Hörenswert! Podcasts im Oktober

Fenster auf Kipp

Es geht um die wirklich wichtigen Themen: Bushidos Karrierewechsel zum Ballermann, das Schnittblumenverbot der Grünen und darum, ob man ohne Haare oder ohne Zähne besser aussieht. Heinz Strunk, der in der Zwischenzeit vor allem als Schriftsteller und Meisterbeschreiber menschlichen Elends bekannt ist, geht für Spotify mit seinem Podcast »Fenster auf Kipp« zu seinen Wurzeln als Outsider-Humorist zurück. In täglichen Beiträgen von drei bis vier Minuten Länge spendiert er hier dem Publikum im Zwiegespräch mit sich selbst »tägliche Gedanken zu einem besseren Live-Design«. Das Ganze wird immer wieder durch Werbeanzeigen für obskure Produkte wie Strukturpflegesets und das Familienspiel »Lust-Greis« unterbrochen. Man muss es natürlich sagen: Hier wird nicht jeder lachen können. Strunk liefert mitunter Blödsinn, der jeder Art von Comedy- und Kabarett-Mainstream widerspricht und den er ohne Rücksicht auf Pointen-Gewohnheiten mit der Welt teilt.
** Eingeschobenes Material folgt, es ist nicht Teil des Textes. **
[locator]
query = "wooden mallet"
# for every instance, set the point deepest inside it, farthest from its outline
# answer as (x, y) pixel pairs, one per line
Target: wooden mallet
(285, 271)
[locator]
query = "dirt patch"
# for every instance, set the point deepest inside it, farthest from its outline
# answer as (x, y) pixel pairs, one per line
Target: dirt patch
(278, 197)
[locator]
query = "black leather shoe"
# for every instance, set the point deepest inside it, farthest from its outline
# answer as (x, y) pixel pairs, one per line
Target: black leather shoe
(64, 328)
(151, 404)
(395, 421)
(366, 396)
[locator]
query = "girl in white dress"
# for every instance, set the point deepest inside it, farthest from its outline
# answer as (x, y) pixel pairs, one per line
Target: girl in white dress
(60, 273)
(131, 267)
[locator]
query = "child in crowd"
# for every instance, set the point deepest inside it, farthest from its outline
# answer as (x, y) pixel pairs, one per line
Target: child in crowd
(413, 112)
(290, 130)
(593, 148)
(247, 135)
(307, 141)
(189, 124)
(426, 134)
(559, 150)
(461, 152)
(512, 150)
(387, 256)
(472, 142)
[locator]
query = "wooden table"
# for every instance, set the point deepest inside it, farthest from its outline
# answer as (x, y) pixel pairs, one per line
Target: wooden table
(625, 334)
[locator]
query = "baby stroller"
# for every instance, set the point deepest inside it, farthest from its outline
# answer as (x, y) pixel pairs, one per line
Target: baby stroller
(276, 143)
Am ehesten kann man das mit den frühen Hörspielprojekten von Helge Schneider oder Max Goldt vergleichen. Aber gerade deshalb – auch weil sein Humor hier gut portioniert ist – lohnt es sich, mal reinzuhören. Aber Vorsicht: den Tag mit Weisheiten wie »Hauptsache alle kauen und keiner isst« zu beginnen, das kann das Live-Design schon nachhaltig beeinflussen.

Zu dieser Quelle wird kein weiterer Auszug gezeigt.